Development cluster
Named after Iona is a scottish island with a population of ~120
Note: Diagrams in this document render using Markdown Preview Enhanced - which requires some kind of java installed. apt-get install default-jre
Warts
- terraforms kubernetes provider doesn't seem smart enough to remove
deployments part created by force canceled runs. After a force cancelation,
its necessary to delete the envoy-lb or traefik deployments if the failed to
individually apply
- terraform kubnernetes provider waits forever if a deployment doesn't come
ready due to errors and needs to be force canceled
Cluster Overview
-
static ip: a static ip address is created. the ingress node pool is
restricted to a single instance node (vm) and kubeip is used to assign the
static ip to any node in that pool
-
ingress: instead of a loadbalancer (which is ~10GBP/month), we run an envoy proxy. the
pod is configured to use the host network and so listens on the static ip
assigned to the instance node by kube ip.
-
content proxy and tls termination: traefik.
-
certmanager & letsencrypt provide automatic TLS certificates using dns01 challenges for the configured domain.
-
traefik is configured with routes proxying for thaumagen.gitgithub.io so that static
public content can be served directly from github.io (using GitHub Pages) but under the TLS certs of the clusters domains
-
Cluster deployed and managed using terraform cloud via github
-
Public static content hosted via github pages & proxied through traefik
-
logging and monitoring enabled
-
n2-standard-4 nodes
-
NO LOAD BALANCER (reduces idle cost by ~50%). Envoy + Traefic based ingress.
Achieve using a node pool specifically for ingress which is limited to a single
vm. kubeip assigns the static ip to it.
-
BUT HA/safe configuration for traefik so we can turn on a loadbalancer if we have traffic to justify that.
-
The kubernetes resources for deploying traefik, cert-manager and envoy are
considered part of the cluster and so are deployed and managed using the
terraform kubernetes and helm providers
-
The traefik routing is not part of the cluster. All services, middlewares, routes etc are configured using CRDs via kustomization (raw) manifests
Plan
Rebuild GKE Project checklist
Enable API's
- [ ] Sign up for or login to google cloud.
- [ ] Create an empty GCP project, set the project id explicitly so that it matches the project name (just because it is fewer names to keep track of)
- [ ] Enable the Compute Engine API
- [ ] Enable Kubernetes Engine API
- [ ] Enable Cloud DNS API
- [ ] Enable Cloud Domains API
- [ ] Enable Secrets Manager API
- [ ]
~Enable Cloud Identity Aware Proxy~ not necessary
- [ ] Enable Identity Platform
- [ ] Service Networking API - to enable private service networking connection for managed redis
- [ ] Google Cloud Memorystore for Redis API
All can be found at APIs & Services / API Library except secrets manager.
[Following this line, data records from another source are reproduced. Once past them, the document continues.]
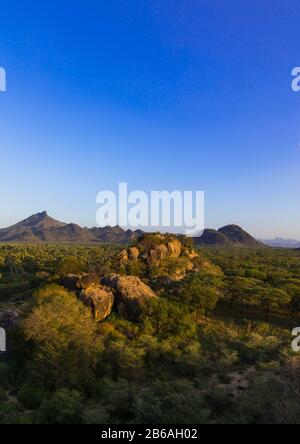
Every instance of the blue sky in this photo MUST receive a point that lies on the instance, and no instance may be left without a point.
(188, 95)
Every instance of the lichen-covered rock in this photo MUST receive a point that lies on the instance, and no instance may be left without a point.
(123, 256)
(131, 294)
(134, 254)
(100, 299)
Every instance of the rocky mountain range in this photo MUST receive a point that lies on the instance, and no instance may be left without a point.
(279, 242)
(228, 236)
(42, 228)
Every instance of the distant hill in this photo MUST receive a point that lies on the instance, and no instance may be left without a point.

Secrets Manager API can be found in the Security menu
register a domain for the cluster
With cloud domains
Create service account key for terraform
- [ ] Create a key for the compute engine default service account.
IAM & Admin / Service Accounts ->
Compute Engine Default Service account ->
create key -> create as json save to local disc
Configure roles and permissions for terraform
IAM & Admin / IAM -> Compute Engine Default Service account -> Add another role -> (pen icon to right)
- [ ] Editor
- [ ] Service Account Admin
- [ ] Secret Manager Admin
- [ ] Project IAM Admin
- [ ] Role Administrator
- [ ] Cloud Resource Manager
- [ ] Kubernetes Engine Service Agent - so that the kubernetes provider can
create cluster roles and cluster role bindings
Cluster DNS Verification
- [ ] verify a subdomain of thaumagen.com for iona.
see
Identity Platform & Identity Aware Proxy
Aspects of the identiy platform that must be manualy configured for a new GCP
project before the tf can be applied.
- [ ] enabled identity plaform
- [ ] enable multi-tenancy
Settings/Security/Allow tenants
- [ ] add the oauth domain
Settings/Security/ add domain
Can users be managed via tf ?
Create Client ID & Secret for each tenant
Create Oauth client ID in credentials api
-
[ ] create client id and secret for use with the google provider see
-
[ ] add appropriate test user emails to the oauth consent screen (while the app is
in test status public sign up isn't possible)
-
[ ] add admin_tenant_client_id & _secret variables to the -authn workspace
-
[ ] add public_tenant_client_id & _secret variables to the -authn workspace
https://cloud.google.com/identity-platform/docs/multi-tenancy
https://cloud.google.com/identity-platform/docs/multi-tenancy-quickstart
https://registry.terraform.io/providers/hashicorp/google/latest/docs/resources/identity_platform_tenant
https://registry.terraform.io/providers/hashicorp/google/latest/docs/resources/identity_platform_oauth_idp_config
Terraform Cloud Check List
Create a workspace and link it to this repository
- [ ] Set the name of the workspace. It can be convenient if the cluster workspace project matches the gcp project name
- [ ] Set the terraform working directory to tf/cluster
- [ ] Enable 'only trigger runs when files in specified paths change' (it should select the working directory by default)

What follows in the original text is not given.